CBS’ Leslie Stahl recalled in her 2000 book, “Reporting Live,” that she was instructed not to ask then-President Reagan any questions during a 1986 meeting.

“Reagan didn’t seem to know who I was. He gave me a distant look with those milky eyes and shook my hand weakly,” she wrote. “Oh, my, he’s gonzo, I thought. I have to go out on the lawn tonight and tell my countrymen that the president of the United States is a doddering space cadet. My heart began to hammer with the import…I was aware of the delicacy with which I would have to write my script. But I was quite sure of my diagnosis.”

[…]

“Because Reagan seemed to ‘recover’ – I decided I could not go out on the White House lawn and tell the public what his behavior meant,” she wrote. “Was it what I had assumed at first: senility? Was it an ‘act’ – a way to avoid answering my questions? Was it some form of dementia (maybe not Alzheimer’s)? I decided I couldn’t report on my observations at all that night.”

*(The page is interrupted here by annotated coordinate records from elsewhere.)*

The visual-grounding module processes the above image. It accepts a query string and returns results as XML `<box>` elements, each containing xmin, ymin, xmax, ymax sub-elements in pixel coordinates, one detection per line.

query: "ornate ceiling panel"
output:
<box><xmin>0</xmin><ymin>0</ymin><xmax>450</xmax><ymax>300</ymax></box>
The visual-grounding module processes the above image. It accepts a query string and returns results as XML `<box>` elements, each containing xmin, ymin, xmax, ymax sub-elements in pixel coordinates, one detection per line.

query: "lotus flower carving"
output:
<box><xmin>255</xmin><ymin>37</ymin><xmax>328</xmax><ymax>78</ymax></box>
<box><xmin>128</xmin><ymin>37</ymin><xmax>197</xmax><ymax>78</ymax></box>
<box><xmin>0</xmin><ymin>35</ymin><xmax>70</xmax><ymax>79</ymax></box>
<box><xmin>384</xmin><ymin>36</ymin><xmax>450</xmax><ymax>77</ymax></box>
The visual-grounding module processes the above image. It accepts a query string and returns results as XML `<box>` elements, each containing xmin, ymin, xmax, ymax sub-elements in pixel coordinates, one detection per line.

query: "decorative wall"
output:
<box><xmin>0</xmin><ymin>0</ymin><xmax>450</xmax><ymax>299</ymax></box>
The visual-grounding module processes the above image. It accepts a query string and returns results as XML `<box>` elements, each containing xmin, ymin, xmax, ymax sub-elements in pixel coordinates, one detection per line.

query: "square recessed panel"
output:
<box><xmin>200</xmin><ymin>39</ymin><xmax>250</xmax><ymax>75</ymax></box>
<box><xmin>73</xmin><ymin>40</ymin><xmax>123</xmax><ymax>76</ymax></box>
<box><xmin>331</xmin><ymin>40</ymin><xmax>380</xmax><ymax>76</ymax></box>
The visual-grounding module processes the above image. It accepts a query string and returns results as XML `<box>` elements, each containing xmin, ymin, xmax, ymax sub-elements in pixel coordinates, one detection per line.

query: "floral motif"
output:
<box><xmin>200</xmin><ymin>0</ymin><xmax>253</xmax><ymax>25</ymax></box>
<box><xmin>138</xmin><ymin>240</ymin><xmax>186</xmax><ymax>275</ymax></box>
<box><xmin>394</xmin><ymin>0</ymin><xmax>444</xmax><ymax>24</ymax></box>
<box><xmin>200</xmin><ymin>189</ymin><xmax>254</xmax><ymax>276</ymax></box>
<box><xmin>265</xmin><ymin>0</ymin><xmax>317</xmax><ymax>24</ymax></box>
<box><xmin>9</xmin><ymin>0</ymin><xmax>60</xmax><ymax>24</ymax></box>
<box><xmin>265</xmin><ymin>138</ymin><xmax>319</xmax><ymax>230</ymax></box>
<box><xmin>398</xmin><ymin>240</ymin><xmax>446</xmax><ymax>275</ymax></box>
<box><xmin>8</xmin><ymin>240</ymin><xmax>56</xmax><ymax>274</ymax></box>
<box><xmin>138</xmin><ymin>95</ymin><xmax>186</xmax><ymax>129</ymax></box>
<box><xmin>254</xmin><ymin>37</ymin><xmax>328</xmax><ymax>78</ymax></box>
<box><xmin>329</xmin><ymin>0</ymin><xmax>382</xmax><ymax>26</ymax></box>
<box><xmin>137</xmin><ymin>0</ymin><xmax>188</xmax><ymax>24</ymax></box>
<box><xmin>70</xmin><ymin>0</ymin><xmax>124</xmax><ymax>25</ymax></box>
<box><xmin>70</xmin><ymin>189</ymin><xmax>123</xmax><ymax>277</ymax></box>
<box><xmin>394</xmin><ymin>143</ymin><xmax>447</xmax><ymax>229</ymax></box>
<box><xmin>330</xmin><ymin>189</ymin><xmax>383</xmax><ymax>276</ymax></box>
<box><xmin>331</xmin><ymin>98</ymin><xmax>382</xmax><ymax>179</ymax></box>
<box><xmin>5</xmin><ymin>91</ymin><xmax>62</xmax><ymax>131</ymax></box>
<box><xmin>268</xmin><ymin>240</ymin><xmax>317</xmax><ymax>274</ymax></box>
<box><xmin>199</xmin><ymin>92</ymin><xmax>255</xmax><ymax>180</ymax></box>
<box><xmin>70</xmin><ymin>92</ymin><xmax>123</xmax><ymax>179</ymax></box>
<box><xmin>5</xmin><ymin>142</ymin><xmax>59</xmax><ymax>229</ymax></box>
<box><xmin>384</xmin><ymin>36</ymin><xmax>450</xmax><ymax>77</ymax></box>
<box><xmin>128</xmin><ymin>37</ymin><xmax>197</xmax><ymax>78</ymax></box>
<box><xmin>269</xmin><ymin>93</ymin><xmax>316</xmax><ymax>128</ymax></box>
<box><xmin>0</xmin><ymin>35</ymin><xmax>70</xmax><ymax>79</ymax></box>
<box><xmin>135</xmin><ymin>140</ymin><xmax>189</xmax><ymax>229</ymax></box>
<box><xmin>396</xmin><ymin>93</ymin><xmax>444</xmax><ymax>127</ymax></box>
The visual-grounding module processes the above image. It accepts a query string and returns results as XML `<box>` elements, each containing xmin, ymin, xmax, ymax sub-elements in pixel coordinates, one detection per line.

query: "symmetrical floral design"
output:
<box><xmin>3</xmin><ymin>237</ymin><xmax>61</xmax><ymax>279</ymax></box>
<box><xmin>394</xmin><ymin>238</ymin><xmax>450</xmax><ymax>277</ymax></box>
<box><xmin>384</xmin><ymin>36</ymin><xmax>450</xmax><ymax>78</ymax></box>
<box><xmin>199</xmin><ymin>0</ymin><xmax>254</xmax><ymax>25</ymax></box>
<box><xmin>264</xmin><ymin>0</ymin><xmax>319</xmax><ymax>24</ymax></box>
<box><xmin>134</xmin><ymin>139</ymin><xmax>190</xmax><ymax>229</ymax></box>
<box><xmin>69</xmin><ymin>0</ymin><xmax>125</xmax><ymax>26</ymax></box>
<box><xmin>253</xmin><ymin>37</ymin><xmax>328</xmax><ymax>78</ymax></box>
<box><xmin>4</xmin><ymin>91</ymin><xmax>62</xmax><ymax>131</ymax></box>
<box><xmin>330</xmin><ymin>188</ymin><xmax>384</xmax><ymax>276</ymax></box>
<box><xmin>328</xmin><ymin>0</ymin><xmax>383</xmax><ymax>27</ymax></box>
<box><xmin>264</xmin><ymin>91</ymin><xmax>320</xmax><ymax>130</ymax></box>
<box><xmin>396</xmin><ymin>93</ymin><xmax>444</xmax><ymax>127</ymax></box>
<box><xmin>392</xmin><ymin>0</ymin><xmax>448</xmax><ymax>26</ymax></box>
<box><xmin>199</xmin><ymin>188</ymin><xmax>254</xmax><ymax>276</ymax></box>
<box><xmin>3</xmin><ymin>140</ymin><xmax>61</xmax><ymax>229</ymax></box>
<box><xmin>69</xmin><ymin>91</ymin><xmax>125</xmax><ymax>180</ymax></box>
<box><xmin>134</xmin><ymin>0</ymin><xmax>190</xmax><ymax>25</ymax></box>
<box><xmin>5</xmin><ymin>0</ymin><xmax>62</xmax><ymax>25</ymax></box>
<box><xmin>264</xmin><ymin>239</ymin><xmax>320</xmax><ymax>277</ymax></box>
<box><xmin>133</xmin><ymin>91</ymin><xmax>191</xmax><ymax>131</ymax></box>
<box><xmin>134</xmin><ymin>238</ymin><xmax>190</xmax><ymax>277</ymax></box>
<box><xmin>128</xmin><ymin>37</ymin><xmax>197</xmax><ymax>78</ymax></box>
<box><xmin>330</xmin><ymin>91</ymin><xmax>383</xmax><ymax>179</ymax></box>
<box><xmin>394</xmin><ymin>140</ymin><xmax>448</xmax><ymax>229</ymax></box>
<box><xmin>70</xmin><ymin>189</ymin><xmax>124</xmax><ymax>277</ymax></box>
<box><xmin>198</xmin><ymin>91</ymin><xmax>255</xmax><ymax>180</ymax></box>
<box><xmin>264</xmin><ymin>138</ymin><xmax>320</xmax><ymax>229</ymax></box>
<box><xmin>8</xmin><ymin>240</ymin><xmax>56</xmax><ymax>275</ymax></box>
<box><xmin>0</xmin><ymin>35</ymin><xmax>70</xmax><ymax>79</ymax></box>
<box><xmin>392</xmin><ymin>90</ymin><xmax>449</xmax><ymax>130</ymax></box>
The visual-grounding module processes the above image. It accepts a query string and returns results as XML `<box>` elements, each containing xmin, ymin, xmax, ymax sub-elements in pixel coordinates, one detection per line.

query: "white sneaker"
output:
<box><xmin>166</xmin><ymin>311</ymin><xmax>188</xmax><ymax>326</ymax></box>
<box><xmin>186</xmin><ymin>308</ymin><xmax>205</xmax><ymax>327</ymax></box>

Nothing is ever quite as breathtaking as the list of things reporters knew, but then decided on their own that the public at large would be better off just not knowing about. Inevitably they dump it out 20 years after it could have ever mattered and then soberly assess how tough it was to abrogate their entire purpose for being on the basis of some asinine logical fallacy they usually invented ex post facto.
Honestly, Leslie, the President of the United States seems totally disoriented, but recovers enough to talk vaguely about screenwriting and you decide that’s just not interesting or important enough to mention? Even if he was faking, this is major fucking news.

Your Liberal Media. All hail the fourth estate: keeping us safe.

CBS almost reported Reagan was mentally unfit in 1986 | Raw Story

I think the hug lacked dignity. It did not send a message of American power and forcefulness. So I fret about the reaction around the world to this kind of fraternity-like emotionalism in full public view.
Why not just a dignified, stand-up, serious handshake? That’s what Reagan would have done. A strong handshake shows friendship, respect, and even affection. But a big fat hug seems to go over the line.

Larry Kudlow, reacting to the Obama-Rahm-a hug. No, I am not kidding.